Gold found in plants!
Nanotechnology has long become commonplace for modern specialists and has been actively used in industrial production over the last decade.
Yet when Chinese scientists discovered gold microparticles in two kinds of plants at once, the scientific world was taken by surprise.
The laboratory staff at the Chinese University examined the Erigeron plant and nettles (Urtica) that grow in one of the areas of the People's Republic of China.
In the photo: Erigeron — a herbaceous genus of plants in the daisy family (Asteraceae).
It was discovered that the aerial part of plants contains nanoparticles of gold. The conducted biochemical studies have shown that the smallest particles of the precious metal are passed on to plants anthropogenically, owing to environmental factors caused by human activity.
Researchers believe that the precious metal seeped into the soil as a result of the work of a an electroplating facility located nearby. Precious metal particles get seeped into the soil, mixing with groundwater. Plants absorb moisture from the gold-enriched soil and accumulate gold particles in their tissues.

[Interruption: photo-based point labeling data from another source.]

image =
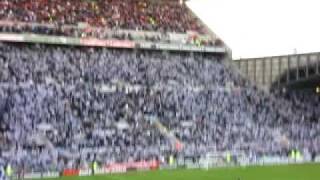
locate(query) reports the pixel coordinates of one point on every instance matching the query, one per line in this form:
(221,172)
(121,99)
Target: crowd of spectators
(162,16)
(65,107)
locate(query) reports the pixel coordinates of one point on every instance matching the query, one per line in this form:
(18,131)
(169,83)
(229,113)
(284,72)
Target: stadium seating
(65,107)
(129,14)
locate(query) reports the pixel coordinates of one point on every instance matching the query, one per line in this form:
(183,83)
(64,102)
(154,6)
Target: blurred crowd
(163,16)
(65,107)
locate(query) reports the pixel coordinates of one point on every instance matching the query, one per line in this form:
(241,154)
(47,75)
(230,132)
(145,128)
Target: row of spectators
(65,107)
(162,16)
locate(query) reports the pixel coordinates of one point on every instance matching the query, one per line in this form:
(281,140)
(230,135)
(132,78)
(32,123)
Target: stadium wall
(276,71)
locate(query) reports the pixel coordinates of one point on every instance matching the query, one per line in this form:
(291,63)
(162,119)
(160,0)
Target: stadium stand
(64,107)
(169,16)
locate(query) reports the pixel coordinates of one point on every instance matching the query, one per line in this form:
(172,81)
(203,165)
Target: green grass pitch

Scientists are determined to find out how the yellow metal affects the growth and livelihoods of these plants in the future.
In the search of agriculture crops that could restore soils contaminated with toxins, scientists have discovered the potential of some large plants to accumulate gold that has been dissolved in water. Similar discoveries were made during the examination of both mustard and sunflower.
However, independent science experts around the world argue that the cultivation of herbal nanogold entails serious environmental threats. Chemical compounds that are harmful to the environment are required to dissolve the precious metal in groundwater, which makes this method of gold extraction unpredictable. The process of extracting gold particles from plant biomass is also toxic.